Gli strumenti li abbiamo da tempo oramai, abbiamo le conoscenze, abbiamo gli strumenti, abbiamo fior fiori di framework ma…
Breve e incompleta storia dell’analisi del rischio
L’uomo da sempre si occupa di gestione del rischio. All’inizio era mitigazione guidata dal mero istinto o dall’esperienza pregressa. Costruivamo mura per proteggerci dall’assalto dei nemici o scavavamo canali per evitare le periodiche alluvioni.
Solo in tempi moderni l’approccio è divenuto più sistematico e si è potuto iniziare a parlare di valutazione del rischio.
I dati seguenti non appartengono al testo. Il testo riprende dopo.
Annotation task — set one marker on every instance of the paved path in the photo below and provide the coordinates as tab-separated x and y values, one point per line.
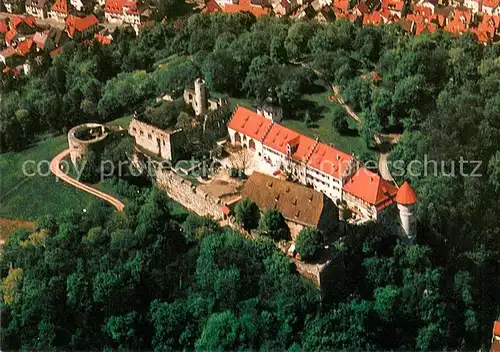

Lo sviluppo della teoria della probabilità e della statistica nel diciassettesimo secolo ci ha permesso di quantificare il rischio in modo significativo. Tuttavia, purtroppo, questo rigoroso approccio matematico è stato adottato solo in settori specifici quali ad esempio quello assicurativo e finanziario, dove la professione dell’attuario si è prima sviluppata e poi consolidata attraverso requisiti di accreditamento, fino a divenire col tempo qualcosa di decisamente più strutturato e guadagnandosi il titolo di scienza attuariale.
Tuttavia, fino alla metà del XX secolo, l’idea che un’azienda manifatturiera, produttiva o della logistica, tanto per citarne alcune, utilizzasse un metodo assimilabile a quello degli attuari per valutare il rischio ad esempio del lancio di nuovi prodotti o per acquisizioni importanti non veniva preso seriamente in considerazione.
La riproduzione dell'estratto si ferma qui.